Dopo il summit di Bruxelles, il giochino (di società) dei miei colleghi delle élite è stato quello di stabilire chi avesse vinto e chi avesse perso. Ovviamente la fazione maggioritaria delle élite nostrane, oggi al potere (finora sdraiata a mò di tappettino su Emmanuel Macron), sostiene che hanno perso i “populisti”, personalizzandoli nella loro bestia nera, Matteo Salvini.
Apro una parentesi. Mi permetto di informarli che uno scontro “élite-populisti” si verifica solo una volta ogni 5 anni e avviene esclusivamente nelle urne. I cittadini hanno finalmente capito che la scheda elettorale può essere forcone o carezza, l’importante è votare secondo scienza e coscienza, come vuole il suffragio universale. È il momento più alto di libertà che ci è concesso. Quello del 4 marzo scorso ha dato questo esito: “populisti” 55%, “élite” 2,55%. Il giorno dopo le elezioni gli scontri politici, almeno in Occidente, avvengono sempre e solo fra élite. Chiusa parentesi.
Del summit i vincitori sono stati due: Donald Trump e Vladimir Putin. Questi hanno avuto conferma che esiste una sola Europa, quella vecchia, quella delle Nazioni, il resto erano (sono) solo chiacchiere e sogni di burocrati senza futuro.
Angela Merkel, nel disastro della sua leadership crepuscolare (sarebbe stata cosa buona e giusta ritirarsi dopo il terzo mandato, ma lei non è una statista ma una semplice politicante) non avrà vinto, ma può essere soddisfatta: ha salvato la pelle. Non ha vinto Emmanuel Macron, nel senso che il suo piano, punitivo verso Italia, Spagna, Grecia, è fallito, e si è giocato definitivamente il suo rapporto con Giuseppe Conte (dopo l’uso del termine “lebbra”, Macron ha il disprezzo del 97,5% degli italiani, dato raro per un paese tollerante come il nostro).
Conte ha perso su Dublino ma ha vinto su un punto strategico per eccellenza, almeno per noi: ottenere quantomeno il silenzio-assenso su una forma di blocco navale, più di prassi che di norma. Questo ci sarà, purché non si osi pronunciare l’oscena parola. Anzi, c’è già.

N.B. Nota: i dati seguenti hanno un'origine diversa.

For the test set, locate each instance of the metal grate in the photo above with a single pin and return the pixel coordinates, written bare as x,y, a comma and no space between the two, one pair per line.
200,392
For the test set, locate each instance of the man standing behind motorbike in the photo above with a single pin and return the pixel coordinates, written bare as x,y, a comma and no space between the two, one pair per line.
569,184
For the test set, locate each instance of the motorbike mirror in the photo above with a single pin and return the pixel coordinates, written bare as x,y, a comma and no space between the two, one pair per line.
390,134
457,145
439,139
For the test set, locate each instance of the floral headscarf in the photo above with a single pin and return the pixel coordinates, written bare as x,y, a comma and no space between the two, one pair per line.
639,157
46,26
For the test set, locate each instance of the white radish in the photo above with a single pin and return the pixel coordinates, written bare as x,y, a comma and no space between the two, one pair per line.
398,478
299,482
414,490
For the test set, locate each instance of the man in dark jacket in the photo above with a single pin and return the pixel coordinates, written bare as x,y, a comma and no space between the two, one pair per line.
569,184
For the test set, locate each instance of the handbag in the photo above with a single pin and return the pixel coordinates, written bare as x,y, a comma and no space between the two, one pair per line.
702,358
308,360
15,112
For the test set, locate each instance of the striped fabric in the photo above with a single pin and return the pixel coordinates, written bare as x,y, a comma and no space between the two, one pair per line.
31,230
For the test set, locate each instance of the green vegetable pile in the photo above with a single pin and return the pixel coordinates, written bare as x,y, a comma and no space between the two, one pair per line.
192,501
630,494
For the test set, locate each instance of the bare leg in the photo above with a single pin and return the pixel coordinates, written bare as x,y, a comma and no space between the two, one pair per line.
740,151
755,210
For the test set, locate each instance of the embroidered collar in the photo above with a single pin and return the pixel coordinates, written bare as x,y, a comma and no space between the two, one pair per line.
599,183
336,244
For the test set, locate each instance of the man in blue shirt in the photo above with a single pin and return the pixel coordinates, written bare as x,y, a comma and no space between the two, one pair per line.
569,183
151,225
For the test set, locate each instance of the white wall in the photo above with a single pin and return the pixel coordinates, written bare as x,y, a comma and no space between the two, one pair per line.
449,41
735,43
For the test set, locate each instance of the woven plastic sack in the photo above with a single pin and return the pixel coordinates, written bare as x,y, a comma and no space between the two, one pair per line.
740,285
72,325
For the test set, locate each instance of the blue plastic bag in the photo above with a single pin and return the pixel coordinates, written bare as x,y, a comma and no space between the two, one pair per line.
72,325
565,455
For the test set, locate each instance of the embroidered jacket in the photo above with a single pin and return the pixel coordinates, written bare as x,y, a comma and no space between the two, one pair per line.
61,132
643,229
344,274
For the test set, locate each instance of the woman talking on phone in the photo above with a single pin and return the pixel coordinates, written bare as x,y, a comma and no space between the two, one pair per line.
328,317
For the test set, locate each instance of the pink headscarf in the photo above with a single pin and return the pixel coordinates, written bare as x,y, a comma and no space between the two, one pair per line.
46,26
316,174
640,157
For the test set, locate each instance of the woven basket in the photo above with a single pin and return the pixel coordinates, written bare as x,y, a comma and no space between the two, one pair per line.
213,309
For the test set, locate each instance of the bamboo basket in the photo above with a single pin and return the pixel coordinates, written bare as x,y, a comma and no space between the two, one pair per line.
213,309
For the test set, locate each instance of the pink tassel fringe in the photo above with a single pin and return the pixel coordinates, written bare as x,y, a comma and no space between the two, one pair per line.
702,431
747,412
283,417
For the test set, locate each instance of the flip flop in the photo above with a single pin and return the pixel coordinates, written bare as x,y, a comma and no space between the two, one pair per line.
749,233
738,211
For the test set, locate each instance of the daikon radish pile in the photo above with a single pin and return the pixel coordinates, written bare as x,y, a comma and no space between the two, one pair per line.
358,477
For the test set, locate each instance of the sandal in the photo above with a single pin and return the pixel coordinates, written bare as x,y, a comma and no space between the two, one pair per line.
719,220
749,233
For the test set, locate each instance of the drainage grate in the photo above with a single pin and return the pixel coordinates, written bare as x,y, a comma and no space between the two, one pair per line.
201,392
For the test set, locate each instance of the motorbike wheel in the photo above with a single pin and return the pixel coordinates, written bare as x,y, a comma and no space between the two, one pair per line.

Matteo Salvini e Danilo Toninelli, oggi d’intesa con Malta, lo stanno già praticando. Nel momento in cui le Ong acquatiche non possono più attraccare ai porti dei due paesi, neppure per i rifornimenti, e che ogni volta in cui i singoli capitani chiamano Roma o La Valletta, si sentono (si sentiranno) rispondere di rivolgersi alla Guardia costiera libica (rafforzata con nuove navi) e collaborare con loro, il giochino degli amici del tanto vituperato George Soros parrebbe finito lì. Vedremo cosa si inventerà costui. (Una curiosità: Soros esiste sul serio? O è un Avatar-minaccia?)
L’opinione pubblica italiana continuerà ad essere con Conte? Vedremo. La modifica di Dublino? Ricordiamo che Dublino tratta numeri piccoli, è riferito solo ai rifugiati, cioè il 7% del totale. Poi ci sono i 500 mila da espellere dall’Italia, ma questa è un’altra partita, da secondo tempo, probabilmente da supplementari.
Per il governo Conte era importante superare questo Capo di Buona Speranza, lui sa che il tempo gioca a suo favore, gli attuali equilibri politici sono destinati tutti a saltare, i Commissari, Juncker in testa, sono morti che camminano. Come andranno le elezioni della prossima primavera in Europa nessuno lo sa. Cosa succederà se Socialisti e Popolari non dovessero avere più la maggioranza? L’attuale castello di potere si frantumerà? I Popolari, pur di governare, si alleeranno con i “Populisti”? E se fossero la stessa cosa? Viktor Orban è, ricordiamolo, un leader del PPE.
Una cosa è certa: i nodi arriveranno via via al pettine, ergo ne vedremo delle belle. Come dice spesso il mio amico Mario Sechi: “questi sono tempi interessanti, forse troppo”. Comunque io me li godo, con voluttà: vanno nella direzione giusta.